Danielle Jordan is a Georgia native who grew up vacationing and traveling around Florida. She is excited for the opportunity to contribute to the work of the Florida Springs Institute this summer while learning more about the unique ecology of Florida’s springs. She is currently a PhD student and graduate assistant in the University of Florida Department of English where she studies the environmental humanities, critical theory, and speculative fiction and film. In her teaching and her research, she strives to show how narrative informs understandings of climate change and other pressing environmental issues.

Danielle is joining us through June as our Outreach Intern through the University of Florida’s Public Humanities internship program. Keep reading for her piece in this June’s Springs Vent.

Springs Ecology: Beyond the Logbook
by Danielle Jordan, FSI Outreach Intern

When I learned that I would be given the chance to intern with the Springs Institute this summer, I was ecstatic! As an environmental humanist, I spend most of my time studying how literature, history, and narrative inform the way we look at the natural world. This requires me to stay fresh on many major happenings in the sciences, but rarely is this my primary focus.

However, what I thought would be a nice change of pace is already shaping up to be much more familiar than I would have originally estimated. One of my first assignments with the Springs Institute was to review the ‘Springs 101’ material for the ‘Floridasprings.org’ web page. I was pleased to find that right there, alongside information about our state’s karst terrain and spring magnitudes, were a number of sections on Florida’s natural and cultural history.

Once again, I was reminded that these two seemingly different ways of looking at nature, through the sciences and through the humanities, are hardly as distinct as one might think.

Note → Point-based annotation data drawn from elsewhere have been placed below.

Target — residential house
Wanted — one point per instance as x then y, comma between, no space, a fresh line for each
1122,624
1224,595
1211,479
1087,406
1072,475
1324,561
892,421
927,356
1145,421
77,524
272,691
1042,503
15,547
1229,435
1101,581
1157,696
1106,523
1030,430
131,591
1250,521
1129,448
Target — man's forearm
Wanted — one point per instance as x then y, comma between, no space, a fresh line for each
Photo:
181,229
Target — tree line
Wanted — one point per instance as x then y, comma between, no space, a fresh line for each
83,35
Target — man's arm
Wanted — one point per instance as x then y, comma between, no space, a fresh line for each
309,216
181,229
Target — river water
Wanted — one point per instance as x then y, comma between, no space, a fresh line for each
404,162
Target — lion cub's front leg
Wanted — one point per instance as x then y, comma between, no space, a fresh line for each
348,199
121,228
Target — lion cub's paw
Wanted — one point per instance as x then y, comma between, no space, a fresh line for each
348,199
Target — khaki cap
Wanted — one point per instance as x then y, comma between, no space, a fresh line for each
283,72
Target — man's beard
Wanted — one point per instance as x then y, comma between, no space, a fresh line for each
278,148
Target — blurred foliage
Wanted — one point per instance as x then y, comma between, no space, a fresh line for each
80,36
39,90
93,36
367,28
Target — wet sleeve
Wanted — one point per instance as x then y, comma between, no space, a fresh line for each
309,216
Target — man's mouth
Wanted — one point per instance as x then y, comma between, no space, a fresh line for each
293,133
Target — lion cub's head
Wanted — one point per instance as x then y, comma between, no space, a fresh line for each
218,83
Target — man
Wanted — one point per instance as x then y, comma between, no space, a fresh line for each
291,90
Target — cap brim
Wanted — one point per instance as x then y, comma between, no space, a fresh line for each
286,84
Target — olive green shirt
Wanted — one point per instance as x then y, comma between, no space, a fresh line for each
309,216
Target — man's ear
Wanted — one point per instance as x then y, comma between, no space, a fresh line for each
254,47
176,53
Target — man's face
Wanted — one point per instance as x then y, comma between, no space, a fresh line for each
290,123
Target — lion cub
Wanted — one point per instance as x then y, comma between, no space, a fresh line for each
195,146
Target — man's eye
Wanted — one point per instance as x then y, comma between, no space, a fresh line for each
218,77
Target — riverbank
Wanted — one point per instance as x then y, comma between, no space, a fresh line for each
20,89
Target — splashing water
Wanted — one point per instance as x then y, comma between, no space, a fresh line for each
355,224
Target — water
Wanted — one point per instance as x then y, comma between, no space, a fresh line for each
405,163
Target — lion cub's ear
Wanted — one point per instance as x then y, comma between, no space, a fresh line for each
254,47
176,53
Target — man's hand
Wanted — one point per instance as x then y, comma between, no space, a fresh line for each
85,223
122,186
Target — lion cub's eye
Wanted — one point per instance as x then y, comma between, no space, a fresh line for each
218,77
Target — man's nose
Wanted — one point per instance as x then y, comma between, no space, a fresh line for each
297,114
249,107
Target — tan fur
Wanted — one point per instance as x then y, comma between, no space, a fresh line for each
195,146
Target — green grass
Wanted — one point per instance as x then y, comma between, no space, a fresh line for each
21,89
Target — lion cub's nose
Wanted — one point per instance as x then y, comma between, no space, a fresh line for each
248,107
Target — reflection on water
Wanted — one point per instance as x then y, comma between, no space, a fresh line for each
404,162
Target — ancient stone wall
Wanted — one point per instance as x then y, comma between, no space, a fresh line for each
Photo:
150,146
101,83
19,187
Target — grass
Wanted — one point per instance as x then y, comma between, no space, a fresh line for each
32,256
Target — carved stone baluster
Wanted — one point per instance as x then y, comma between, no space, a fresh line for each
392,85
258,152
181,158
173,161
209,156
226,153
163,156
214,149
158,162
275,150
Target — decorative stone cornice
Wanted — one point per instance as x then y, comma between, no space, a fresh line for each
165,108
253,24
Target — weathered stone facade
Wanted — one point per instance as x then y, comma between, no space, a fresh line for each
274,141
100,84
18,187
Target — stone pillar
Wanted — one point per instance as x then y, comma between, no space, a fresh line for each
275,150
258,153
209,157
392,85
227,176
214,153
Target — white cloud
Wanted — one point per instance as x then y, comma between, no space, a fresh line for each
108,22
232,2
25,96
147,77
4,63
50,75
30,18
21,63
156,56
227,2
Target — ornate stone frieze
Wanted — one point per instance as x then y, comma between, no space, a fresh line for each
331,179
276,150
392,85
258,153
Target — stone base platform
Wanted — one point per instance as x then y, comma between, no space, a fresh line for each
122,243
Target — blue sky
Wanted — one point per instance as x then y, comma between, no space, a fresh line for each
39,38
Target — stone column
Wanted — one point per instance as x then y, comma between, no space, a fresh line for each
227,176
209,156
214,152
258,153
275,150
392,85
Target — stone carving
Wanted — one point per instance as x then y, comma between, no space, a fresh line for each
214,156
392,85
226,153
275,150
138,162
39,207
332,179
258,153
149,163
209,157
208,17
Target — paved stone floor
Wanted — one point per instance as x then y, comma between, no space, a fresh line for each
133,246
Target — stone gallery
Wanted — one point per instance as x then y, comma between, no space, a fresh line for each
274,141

That is, one cannot overlook how Florida’s long histories of tourism, development, and injustices of race and class have influenced both the quality and quantity of our shared water supply.

In this early assignment, it became apparent to me that while springs conservation is often thought of as an issue of science, the best scientists and activists recognize that pressing matters of environmental protection are inseparable from human history. These two ways of thinking go hand in hand.

In turn, my brief “dive” into springs ecology also reminded me of the ways in which the humanities may borrow from the sciences. Vital organisms such as the Spotted Sunfish, the Bald Cypress, and my personal favorite, the West Indian Manatee all call our springs home. As a result, they all operate in conjunction with one another to sustain a vibrant springs habitat. Each role is vital, and the failure of even the smallest link can cause significant changes to the entire system.

After reviewing these basic ideas, I am reminded that to think ecologically is, in many ways, to think in terms of community, and lessons in community are perhaps important now more than ever. The challenge of securing the long-term protection of our springs will require the involvement of local citizens and activists from around the state. It will require the know-how and support of scientists and researchers of all kinds, and it also means that our lawmakers must act in good faith and on behalf of the public interest. We are an ecology of our own, but one that is hardly apart from that of a larger environment.

To return to my original idea, it is rarely the case that we think in terms of the sciences or the humanities alone. A sound future and the logic of ecology requires us to think of both at once.